3. Starting in the middle of the pan spiral the potatoes by fanning them.  They should overlap about half the potato before them, if that makes since or you should cover the potato before the one you are putting into the pan by half by the one you are putting into the pan.

4. Lightly season each layer of potato with a pinch of salt.  Once the first layer is down you can layer the rest of the potatoes into the pan without detail to fanning them.

5. Heat the oven to 350˚ F.  Place the pan over medium heat to begin browning the bottom layer.  This always takes longer then I expect. I also have a baking stone that has a permanent spot in my oven so I also know then the pan goes into the oven it will continue to brown the potatoes.

6.  Once the bottom is browned nicely cover the pan and slide it into the oven.  Bake until the potatoes in the middle are tender.  Depending on how many layers you created anywhere from 25 to 35 minutes.

7. Remove the pan from the oven with a oven mitt or towel.  Place a pizza tray or the bottom of a sheet tray across the top of the pan.  In one swift motion invert the pan and tray.  Place the tray into the oven and let the cake bake another 5 to 10 minutes to crisp the top.  Serve.

Smothered Chicken

foodquarterlyServes 4

Smothered chicken makes for a comforting Sunday dinner.  It’s the kind of dinner that will bring the kids back on Sundays after they have left home to be on their own.  The combination of peppers, onions and celery (known as the trinity in cooking) is very warming and homey.

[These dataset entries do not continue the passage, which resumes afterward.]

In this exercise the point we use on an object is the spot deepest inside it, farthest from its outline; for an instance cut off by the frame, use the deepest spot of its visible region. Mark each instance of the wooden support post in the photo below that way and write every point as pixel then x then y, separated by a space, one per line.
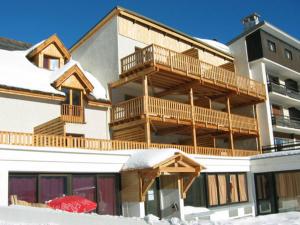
pixel 191 97
pixel 258 138
pixel 147 122
pixel 231 144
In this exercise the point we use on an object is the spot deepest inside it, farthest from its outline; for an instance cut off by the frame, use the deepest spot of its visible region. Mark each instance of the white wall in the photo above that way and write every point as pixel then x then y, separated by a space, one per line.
pixel 96 124
pixel 22 115
pixel 258 72
pixel 99 54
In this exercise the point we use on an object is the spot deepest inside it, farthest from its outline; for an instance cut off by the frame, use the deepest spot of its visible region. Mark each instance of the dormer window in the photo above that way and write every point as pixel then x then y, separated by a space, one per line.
pixel 51 63
pixel 73 96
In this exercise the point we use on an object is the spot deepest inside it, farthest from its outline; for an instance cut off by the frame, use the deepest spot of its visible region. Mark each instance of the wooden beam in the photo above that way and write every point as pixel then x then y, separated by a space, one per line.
pixel 231 144
pixel 171 130
pixel 194 133
pixel 177 169
pixel 176 88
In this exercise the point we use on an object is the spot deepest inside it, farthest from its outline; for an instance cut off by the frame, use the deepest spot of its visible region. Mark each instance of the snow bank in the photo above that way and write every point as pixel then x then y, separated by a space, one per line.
pixel 22 215
pixel 215 44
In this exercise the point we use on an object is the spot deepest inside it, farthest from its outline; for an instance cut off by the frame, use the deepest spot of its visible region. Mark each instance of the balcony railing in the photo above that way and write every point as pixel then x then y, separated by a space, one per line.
pixel 72 113
pixel 183 112
pixel 288 146
pixel 33 140
pixel 194 67
pixel 282 89
pixel 285 121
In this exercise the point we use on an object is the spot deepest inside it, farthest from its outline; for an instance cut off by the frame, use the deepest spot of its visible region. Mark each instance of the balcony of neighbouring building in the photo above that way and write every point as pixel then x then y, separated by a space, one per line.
pixel 286 121
pixel 169 69
pixel 282 93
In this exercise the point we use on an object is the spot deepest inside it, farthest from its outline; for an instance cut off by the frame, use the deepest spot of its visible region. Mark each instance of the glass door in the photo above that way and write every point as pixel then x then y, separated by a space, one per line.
pixel 152 202
pixel 265 193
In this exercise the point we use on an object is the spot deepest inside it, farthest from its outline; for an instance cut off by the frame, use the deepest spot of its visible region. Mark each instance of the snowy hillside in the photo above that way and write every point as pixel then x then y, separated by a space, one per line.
pixel 20 215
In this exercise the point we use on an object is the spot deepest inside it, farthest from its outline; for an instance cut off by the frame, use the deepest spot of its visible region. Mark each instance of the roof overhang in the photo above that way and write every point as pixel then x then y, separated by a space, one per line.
pixel 119 11
pixel 74 70
pixel 51 40
pixel 178 164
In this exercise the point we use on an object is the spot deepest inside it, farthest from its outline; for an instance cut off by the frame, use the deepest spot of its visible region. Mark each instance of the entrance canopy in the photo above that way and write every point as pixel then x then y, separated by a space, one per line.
pixel 141 169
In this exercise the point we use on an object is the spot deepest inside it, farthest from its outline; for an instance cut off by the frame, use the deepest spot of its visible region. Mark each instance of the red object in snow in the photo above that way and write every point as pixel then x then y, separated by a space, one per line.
pixel 73 203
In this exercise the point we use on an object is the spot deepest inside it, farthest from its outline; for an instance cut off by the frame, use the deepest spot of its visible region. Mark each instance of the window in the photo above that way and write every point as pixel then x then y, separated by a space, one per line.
pixel 196 195
pixel 51 63
pixel 25 187
pixel 271 46
pixel 38 188
pixel 226 188
pixel 288 54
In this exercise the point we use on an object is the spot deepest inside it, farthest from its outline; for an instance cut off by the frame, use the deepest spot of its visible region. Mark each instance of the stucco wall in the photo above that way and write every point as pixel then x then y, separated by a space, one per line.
pixel 99 54
pixel 22 115
pixel 96 124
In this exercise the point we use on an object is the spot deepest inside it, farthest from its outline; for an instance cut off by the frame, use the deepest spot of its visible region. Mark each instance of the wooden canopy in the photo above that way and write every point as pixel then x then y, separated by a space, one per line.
pixel 51 40
pixel 78 73
pixel 179 164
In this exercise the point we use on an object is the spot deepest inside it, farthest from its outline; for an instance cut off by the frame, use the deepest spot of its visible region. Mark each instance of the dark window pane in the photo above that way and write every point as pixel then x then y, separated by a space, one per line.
pixel 233 188
pixel 212 190
pixel 52 187
pixel 106 195
pixel 84 186
pixel 67 93
pixel 76 97
pixel 25 187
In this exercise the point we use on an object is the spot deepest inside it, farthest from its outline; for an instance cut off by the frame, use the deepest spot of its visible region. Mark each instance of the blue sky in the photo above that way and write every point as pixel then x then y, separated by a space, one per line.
pixel 35 20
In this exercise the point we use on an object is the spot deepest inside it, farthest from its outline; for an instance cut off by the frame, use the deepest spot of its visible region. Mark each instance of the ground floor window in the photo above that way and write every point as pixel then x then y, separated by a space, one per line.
pixel 100 188
pixel 226 188
pixel 288 191
pixel 214 189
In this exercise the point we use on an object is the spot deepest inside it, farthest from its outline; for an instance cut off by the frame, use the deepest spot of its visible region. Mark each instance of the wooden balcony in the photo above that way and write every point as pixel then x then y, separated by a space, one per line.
pixel 166 64
pixel 72 113
pixel 35 140
pixel 166 110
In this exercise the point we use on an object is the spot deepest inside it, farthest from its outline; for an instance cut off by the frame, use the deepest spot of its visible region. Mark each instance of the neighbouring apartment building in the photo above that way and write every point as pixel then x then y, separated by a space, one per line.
pixel 140 118
pixel 271 56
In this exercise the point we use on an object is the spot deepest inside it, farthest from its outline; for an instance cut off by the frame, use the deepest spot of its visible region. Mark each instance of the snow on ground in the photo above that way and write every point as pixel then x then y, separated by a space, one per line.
pixel 24 215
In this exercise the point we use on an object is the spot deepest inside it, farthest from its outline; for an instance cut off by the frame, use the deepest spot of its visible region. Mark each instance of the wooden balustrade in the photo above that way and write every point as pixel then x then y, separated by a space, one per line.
pixel 36 140
pixel 191 66
pixel 179 111
pixel 72 113
pixel 127 110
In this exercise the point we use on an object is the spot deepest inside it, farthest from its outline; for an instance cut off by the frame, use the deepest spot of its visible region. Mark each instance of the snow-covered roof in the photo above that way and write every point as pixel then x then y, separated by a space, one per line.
pixel 218 45
pixel 148 158
pixel 18 72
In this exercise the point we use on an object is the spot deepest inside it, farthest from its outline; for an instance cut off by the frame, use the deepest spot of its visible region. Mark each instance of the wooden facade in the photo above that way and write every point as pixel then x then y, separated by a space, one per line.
pixel 59 141
pixel 163 73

It is a great dish to serve over boiled rice and if you were to serve green beans and biscuits with it you would, or at least I would, be in heaven.

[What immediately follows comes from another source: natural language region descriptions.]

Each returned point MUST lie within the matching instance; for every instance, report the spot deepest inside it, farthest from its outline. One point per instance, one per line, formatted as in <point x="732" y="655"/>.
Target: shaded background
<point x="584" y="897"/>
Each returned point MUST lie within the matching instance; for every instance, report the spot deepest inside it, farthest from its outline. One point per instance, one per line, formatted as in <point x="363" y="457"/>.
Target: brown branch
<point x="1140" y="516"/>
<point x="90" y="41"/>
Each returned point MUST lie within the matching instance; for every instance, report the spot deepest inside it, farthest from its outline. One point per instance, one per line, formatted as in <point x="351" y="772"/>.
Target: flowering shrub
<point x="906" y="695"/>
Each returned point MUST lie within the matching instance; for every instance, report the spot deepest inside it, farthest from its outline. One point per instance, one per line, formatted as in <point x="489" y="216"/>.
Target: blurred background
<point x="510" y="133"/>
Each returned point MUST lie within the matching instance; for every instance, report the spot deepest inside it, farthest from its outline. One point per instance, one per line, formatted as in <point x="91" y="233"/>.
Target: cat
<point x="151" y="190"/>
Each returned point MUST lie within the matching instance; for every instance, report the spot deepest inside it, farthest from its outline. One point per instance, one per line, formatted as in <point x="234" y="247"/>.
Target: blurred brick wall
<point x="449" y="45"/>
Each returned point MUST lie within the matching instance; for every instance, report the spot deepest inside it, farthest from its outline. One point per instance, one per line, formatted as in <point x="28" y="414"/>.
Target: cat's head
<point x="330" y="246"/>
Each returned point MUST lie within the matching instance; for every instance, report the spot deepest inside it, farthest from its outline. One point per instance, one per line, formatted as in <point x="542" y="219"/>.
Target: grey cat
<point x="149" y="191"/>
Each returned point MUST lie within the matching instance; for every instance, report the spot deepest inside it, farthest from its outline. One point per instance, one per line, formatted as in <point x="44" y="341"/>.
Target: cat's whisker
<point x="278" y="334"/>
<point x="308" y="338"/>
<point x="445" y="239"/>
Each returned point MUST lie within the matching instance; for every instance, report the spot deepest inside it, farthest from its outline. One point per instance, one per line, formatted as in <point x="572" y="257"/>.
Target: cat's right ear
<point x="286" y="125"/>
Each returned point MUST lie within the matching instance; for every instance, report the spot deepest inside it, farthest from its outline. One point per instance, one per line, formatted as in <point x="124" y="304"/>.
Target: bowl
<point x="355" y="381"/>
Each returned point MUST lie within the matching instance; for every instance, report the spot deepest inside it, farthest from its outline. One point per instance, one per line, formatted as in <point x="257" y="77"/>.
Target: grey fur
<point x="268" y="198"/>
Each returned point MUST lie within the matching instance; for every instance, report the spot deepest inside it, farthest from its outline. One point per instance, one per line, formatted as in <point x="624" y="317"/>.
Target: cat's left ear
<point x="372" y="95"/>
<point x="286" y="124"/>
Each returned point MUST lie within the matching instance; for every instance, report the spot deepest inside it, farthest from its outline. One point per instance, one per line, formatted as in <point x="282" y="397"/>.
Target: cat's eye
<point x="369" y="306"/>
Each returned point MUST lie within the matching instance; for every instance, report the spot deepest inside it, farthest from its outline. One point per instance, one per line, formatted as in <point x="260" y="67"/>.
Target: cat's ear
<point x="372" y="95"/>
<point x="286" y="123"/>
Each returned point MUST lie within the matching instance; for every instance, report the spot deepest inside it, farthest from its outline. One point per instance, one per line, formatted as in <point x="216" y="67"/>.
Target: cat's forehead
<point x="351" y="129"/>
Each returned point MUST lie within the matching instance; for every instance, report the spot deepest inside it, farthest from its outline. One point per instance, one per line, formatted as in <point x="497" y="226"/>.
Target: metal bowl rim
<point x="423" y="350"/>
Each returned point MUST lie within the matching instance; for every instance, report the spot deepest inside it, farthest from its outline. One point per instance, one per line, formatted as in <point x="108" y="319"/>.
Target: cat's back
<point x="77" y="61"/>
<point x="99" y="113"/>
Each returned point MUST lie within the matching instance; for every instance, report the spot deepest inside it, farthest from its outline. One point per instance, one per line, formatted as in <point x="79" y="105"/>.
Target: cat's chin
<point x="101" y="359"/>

Cost to make this dinner entree:

  • package of 8 chicken thighs $4.83
  • 1 bunch of celery $1.29
  • 2 onions .74 cents
  • 1 head of garlic .49 cents
  • 1 bell pepper $1.00
  • Loose cost of vegetable oil, spices, salt and flour $1.00
  • Total cost to make the dinner: $9.35

For the spice mix:

2 tablespoons paprika

1 teaspoon garlic powder

1/2 teaspoon black pepper

For the chicken:

6 to 8 bone-in skin-on chicken thighs

2 cups yellow onions, julienned

3/4 cups green bell peppers, julienned

3/4 cups celery, julienned

water

kosher salt

fresh ground black pepper

1/4 cup green onions, chopped

2 1/2 tablespoons flour

vegetable oil

2 garlic cloves, peeled and minced

1. Combine all the spice ingredients in a small bowl. Season the chicken thighs on all sides with salt and then with the spice mixture. You may or may not have extra spice depending on how heavy your hand is and whether or not you season 6 or 8 thighs.

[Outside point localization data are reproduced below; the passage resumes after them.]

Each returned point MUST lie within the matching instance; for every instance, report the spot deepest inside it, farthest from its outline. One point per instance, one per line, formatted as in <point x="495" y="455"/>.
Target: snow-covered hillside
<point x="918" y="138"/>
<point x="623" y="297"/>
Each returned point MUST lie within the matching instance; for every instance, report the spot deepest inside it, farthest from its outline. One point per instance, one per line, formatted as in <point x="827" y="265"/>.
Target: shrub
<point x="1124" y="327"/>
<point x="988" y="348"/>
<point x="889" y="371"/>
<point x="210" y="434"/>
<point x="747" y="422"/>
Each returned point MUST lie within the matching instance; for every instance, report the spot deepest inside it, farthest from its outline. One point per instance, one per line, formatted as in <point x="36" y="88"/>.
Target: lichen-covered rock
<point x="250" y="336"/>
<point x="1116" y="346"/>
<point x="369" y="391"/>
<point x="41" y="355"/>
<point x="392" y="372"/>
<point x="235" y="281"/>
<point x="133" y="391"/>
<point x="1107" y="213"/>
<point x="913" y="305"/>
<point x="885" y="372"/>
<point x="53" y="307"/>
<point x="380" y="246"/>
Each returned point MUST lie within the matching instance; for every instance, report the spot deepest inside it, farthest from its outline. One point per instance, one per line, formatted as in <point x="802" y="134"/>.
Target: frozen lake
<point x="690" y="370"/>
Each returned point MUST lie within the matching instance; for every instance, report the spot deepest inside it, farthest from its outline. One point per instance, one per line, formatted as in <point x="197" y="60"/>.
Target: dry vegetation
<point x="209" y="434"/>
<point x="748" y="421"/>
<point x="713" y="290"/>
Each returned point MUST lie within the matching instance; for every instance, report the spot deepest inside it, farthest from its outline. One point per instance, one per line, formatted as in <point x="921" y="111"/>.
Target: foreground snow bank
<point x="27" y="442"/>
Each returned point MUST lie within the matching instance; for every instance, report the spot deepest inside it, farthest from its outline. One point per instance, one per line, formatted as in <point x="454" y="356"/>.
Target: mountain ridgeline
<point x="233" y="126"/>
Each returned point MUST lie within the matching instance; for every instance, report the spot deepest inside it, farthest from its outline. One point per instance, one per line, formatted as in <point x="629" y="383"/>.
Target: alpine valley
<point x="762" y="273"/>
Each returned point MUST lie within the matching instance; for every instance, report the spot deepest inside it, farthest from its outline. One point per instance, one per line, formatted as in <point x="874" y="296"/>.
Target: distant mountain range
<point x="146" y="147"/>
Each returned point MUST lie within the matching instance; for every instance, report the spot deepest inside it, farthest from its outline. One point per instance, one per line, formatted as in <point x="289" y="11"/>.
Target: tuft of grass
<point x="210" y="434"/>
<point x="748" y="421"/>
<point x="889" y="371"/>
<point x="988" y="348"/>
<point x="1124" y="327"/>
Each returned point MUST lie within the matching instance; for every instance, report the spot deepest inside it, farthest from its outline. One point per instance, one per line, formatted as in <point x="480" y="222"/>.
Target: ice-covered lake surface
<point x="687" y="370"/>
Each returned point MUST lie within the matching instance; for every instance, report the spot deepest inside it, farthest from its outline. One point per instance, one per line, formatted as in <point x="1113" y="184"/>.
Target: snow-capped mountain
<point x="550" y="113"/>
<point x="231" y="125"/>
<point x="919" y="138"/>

2. Place a heavy, large sauté pan over medium high heat. Add enough oil to the pan to easily coat the bottom completely. When it is hot add the thighs skin side down and brown them deeply. Once they are brown do the same to the other side.

3. Remove the thighs to a plate. Add the onions, bell pepper and celery to the pan. Season them with salt and pepper. If the pan is to hot turn down the heat and cook down the vegetables until they are brown and soft. Add the flour and sauté everything for a bit longer to cook out the flour flavor.

4. Add the garlic cloves and give the veggies a stir. Add the chicken thighs back to the pan and add enough water to cover the thighs by three quarters. The crispy tops should just be peeking out of the gravy. Add all but a tablespoon of the green onions to the sauce.

5. When the gravy comes to a boil reduce the heat and simmer until the chicken is cooked through and tender, this should take about thirty minutes. Season the gravy, stir and taste.

6. If the gravy is reducing to fast and getting to thick add more water and stir.  If you added more water bring the sauce to a boil and serve.